Marck - "ZAC des Pins dite Transmarck"

Superficie : 30 000 m²

Équipe : Rémi Blondeau, Julien Boisson, Vincent Colard, Julie Delas, Hélène Assémat, Antoine Delauney, Eric Doublet, Benjamin Glasson, Adélaïde Malbranque, Manuel Gomes, Elise Alaoua, Pierre Marchandise, Aude Maroote, Wayne Perkins, Jérémie Schleifer, Sylvain Vaillant, Sandrine Vistel, Florence Demarly, Mélanie Démarest .
Cette opération est située à proximité du Banc de Marck, reconnu pour son potentiel archéologique. La surface prescrite se divise en deux zones distinctes d'environ un hectare chacune, séparées d'une vingtaine de mètres.
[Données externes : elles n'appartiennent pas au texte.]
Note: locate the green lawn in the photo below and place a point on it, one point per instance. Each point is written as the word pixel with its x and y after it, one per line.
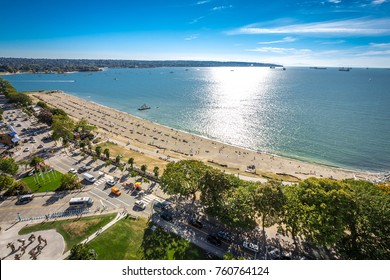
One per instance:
pixel 131 239
pixel 50 181
pixel 74 230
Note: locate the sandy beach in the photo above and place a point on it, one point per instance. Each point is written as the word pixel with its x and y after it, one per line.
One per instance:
pixel 171 143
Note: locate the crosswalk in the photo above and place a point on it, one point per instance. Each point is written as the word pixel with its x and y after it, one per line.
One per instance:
pixel 150 198
pixel 100 181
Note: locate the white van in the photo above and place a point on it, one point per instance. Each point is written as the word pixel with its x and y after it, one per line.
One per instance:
pixel 89 177
pixel 80 202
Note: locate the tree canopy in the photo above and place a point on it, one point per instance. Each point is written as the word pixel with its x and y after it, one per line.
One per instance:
pixel 62 128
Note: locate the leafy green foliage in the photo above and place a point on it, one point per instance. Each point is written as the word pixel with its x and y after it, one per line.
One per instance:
pixel 70 182
pixel 6 181
pixel 81 252
pixel 9 166
pixel 184 177
pixel 62 127
pixel 368 228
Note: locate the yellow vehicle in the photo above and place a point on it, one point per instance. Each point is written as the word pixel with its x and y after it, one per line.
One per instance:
pixel 116 191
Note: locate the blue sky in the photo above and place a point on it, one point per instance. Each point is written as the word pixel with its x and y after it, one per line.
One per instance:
pixel 307 32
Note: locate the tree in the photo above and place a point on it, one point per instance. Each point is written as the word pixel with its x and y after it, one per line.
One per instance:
pixel 6 181
pixel 106 152
pixel 215 186
pixel 317 209
pixel 268 202
pixel 156 171
pixel 366 235
pixel 239 207
pixel 62 127
pixel 143 168
pixel 82 252
pixel 18 188
pixel 98 150
pixel 131 162
pixel 35 161
pixel 45 116
pixel 70 182
pixel 184 177
pixel 9 166
pixel 83 126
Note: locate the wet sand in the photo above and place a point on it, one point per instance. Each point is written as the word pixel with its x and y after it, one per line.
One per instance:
pixel 145 134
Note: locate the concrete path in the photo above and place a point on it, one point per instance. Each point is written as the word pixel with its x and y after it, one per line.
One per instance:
pixel 52 249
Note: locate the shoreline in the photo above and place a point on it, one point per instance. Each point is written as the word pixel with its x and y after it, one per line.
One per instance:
pixel 111 121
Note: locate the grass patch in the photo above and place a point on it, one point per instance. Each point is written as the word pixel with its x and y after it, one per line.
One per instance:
pixel 131 239
pixel 73 231
pixel 49 181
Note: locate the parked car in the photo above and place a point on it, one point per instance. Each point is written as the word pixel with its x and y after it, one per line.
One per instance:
pixel 167 216
pixel 195 223
pixel 25 199
pixel 140 204
pixel 213 239
pixel 116 191
pixel 250 246
pixel 110 183
pixel 162 205
pixel 224 235
pixel 72 170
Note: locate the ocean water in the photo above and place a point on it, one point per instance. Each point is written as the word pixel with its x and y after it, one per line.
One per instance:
pixel 324 116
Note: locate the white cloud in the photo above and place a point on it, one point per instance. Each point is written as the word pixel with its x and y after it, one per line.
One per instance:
pixel 353 27
pixel 281 50
pixel 369 53
pixel 218 8
pixel 192 37
pixel 284 40
pixel 337 42
pixel 378 2
pixel 380 45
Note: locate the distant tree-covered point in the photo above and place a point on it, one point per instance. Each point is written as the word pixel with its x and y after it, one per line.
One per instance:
pixel 39 65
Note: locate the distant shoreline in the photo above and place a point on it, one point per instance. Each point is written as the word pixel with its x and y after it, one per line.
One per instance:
pixel 184 145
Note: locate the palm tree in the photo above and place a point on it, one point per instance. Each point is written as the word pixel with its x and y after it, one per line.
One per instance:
pixel 98 151
pixel 143 168
pixel 131 162
pixel 155 171
pixel 106 152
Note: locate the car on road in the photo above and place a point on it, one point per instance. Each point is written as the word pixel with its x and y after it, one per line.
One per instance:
pixel 140 204
pixel 115 191
pixel 250 246
pixel 72 170
pixel 213 239
pixel 163 205
pixel 82 169
pixel 224 235
pixel 167 216
pixel 110 183
pixel 195 223
pixel 25 199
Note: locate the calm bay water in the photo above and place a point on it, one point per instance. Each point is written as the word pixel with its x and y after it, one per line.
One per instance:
pixel 325 116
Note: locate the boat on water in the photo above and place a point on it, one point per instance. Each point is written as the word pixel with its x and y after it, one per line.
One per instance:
pixel 144 107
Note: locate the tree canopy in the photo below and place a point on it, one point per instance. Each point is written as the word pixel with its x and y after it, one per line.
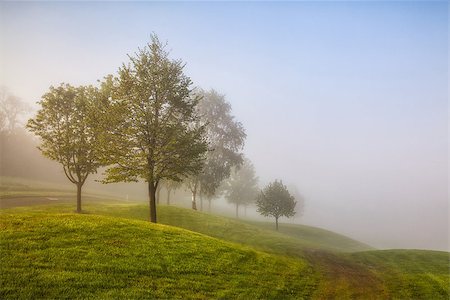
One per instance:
pixel 242 186
pixel 154 134
pixel 274 200
pixel 225 137
pixel 66 124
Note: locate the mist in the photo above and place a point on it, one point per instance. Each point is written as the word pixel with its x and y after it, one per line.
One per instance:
pixel 346 101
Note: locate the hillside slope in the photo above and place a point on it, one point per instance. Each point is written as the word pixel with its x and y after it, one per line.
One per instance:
pixel 332 272
pixel 79 256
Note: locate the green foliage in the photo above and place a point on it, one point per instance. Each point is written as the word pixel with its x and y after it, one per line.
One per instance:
pixel 275 200
pixel 153 134
pixel 242 186
pixel 67 126
pixel 226 138
pixel 153 137
pixel 85 256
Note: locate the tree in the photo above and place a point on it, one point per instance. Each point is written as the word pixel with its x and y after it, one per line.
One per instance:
pixel 66 124
pixel 11 108
pixel 274 200
pixel 153 133
pixel 242 186
pixel 226 138
pixel 300 206
pixel 171 186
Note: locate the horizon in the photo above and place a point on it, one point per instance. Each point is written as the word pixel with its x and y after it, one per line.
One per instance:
pixel 347 101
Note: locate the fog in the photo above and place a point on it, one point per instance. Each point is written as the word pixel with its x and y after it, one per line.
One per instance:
pixel 347 101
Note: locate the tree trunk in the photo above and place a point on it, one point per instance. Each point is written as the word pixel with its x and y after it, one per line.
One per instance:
pixel 194 204
pixel 152 200
pixel 79 185
pixel 158 190
pixel 168 196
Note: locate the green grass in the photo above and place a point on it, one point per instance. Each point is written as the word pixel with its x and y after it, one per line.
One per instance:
pixel 319 238
pixel 327 265
pixel 79 256
pixel 410 274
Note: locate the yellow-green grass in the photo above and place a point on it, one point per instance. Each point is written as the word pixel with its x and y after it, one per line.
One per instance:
pixel 410 274
pixel 50 255
pixel 333 272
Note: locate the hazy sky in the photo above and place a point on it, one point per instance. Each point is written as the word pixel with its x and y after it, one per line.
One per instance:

La fouille s'est déroulée du 15/07/09 au 18/09/09.
Le gisement se situe dans la plaine maritime flamande qui a subi au cours des siècles plusieurs transgressions et régressions marines dites « Dunkerquiennes ». La première a eu lieu au sub-atlantique.
Ce sont les deuxième et troisième transgressions qui nous concernent plus particulièrement. Elles ont eu lieu respectivement aux IVe et VIIe siècles de notre ère et à l'époque médiévale.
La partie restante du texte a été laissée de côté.